SINS OF THE FATHER
Shin Ki-nam has resigned as head of South Korea's majority Uri Party because of charges that his father collaborated with the Japanese during the colonial occupation.
Shin has admitted that his father served the Japanese occupiers, and a couple Koreans have come forth to testify that Shin the elder was a nasty piece of work:
Compounding the blow of his belated acknowledgment that his father, Shin Sang-muk, served Japan, two men came forward yesterday to say they were tortured in 1944 by Mr. Shin's father for forming a group and discussing anti-Japanese struggles. They identified Shin Sang-muk as Sergeant Kunio Shigemitsu in the Japanese military police as the official who interrogated and tortured them.While no one should be held accountable for the sins or crimes of their parents, there's a bit more to this.

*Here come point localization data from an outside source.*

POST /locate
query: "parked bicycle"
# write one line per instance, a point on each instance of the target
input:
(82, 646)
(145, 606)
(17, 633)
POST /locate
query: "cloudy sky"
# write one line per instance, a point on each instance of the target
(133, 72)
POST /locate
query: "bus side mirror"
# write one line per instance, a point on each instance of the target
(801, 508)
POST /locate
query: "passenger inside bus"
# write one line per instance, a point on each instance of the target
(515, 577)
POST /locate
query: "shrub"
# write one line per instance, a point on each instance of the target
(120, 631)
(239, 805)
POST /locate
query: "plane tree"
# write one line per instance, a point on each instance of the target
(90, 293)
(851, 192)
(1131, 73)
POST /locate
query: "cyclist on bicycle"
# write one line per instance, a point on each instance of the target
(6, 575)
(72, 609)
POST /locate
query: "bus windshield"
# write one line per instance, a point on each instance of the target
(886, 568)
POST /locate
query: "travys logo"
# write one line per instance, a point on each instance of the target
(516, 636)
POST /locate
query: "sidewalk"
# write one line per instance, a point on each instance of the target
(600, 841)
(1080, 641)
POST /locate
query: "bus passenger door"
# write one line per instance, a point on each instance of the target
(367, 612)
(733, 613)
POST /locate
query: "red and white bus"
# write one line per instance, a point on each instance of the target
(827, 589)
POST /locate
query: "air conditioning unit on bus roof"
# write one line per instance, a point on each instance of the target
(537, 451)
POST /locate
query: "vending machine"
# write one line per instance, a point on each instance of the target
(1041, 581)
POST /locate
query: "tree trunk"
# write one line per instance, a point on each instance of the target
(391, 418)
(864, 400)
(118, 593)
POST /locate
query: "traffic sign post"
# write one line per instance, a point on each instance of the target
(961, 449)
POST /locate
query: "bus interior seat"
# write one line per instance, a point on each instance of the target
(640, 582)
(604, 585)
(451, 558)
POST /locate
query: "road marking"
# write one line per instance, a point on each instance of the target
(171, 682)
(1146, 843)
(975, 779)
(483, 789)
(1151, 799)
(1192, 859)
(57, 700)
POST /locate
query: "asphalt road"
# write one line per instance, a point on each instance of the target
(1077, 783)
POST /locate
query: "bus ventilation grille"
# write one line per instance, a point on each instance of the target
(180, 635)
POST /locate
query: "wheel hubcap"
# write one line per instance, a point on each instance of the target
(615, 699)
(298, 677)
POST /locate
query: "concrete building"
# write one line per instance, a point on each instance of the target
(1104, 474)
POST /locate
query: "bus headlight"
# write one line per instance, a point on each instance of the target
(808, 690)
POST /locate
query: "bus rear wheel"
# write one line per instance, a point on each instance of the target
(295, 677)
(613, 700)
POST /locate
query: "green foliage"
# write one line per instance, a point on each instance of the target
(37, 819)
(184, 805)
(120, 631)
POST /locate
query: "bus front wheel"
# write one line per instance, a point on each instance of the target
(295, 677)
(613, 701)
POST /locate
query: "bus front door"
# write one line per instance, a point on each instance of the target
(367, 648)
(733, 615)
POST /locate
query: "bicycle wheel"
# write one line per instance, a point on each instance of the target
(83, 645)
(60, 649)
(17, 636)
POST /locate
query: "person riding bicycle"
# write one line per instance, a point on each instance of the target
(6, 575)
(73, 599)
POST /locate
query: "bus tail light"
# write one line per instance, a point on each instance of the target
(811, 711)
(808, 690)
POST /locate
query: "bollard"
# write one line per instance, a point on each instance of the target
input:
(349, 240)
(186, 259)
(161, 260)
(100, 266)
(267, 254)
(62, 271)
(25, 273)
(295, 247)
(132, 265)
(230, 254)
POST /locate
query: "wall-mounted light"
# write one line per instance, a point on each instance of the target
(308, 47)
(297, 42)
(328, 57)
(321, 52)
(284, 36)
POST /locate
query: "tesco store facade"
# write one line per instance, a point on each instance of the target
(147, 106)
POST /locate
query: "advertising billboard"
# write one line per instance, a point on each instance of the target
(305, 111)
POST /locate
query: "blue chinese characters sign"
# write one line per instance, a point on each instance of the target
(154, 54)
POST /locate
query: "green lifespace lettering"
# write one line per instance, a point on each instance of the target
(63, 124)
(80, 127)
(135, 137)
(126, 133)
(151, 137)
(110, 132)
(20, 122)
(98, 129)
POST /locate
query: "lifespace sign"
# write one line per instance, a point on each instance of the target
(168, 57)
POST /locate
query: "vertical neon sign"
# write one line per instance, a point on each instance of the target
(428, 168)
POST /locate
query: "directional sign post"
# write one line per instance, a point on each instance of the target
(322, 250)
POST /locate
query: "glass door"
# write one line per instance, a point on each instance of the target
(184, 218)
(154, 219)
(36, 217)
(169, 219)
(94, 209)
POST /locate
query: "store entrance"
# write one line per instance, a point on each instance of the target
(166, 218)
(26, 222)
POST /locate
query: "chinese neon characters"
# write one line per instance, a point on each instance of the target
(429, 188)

I mentioned Shin last week after he made a creepy Orwellian speech about the need to rewrite Korean history to clarify the “dark legacies from the periods of Japanese colonial period and past military rule.”
The call to rewrite history was a rather blatant attempt to force the resignation of opposition leader Park Geun-hye, daughter of the late military dictator Park Chung-hee.
Shin certainly shouldn't have resigned for anything that his father did. But, considering that he was a hypocrite who had lost all credibility, he did the right thing by quitting.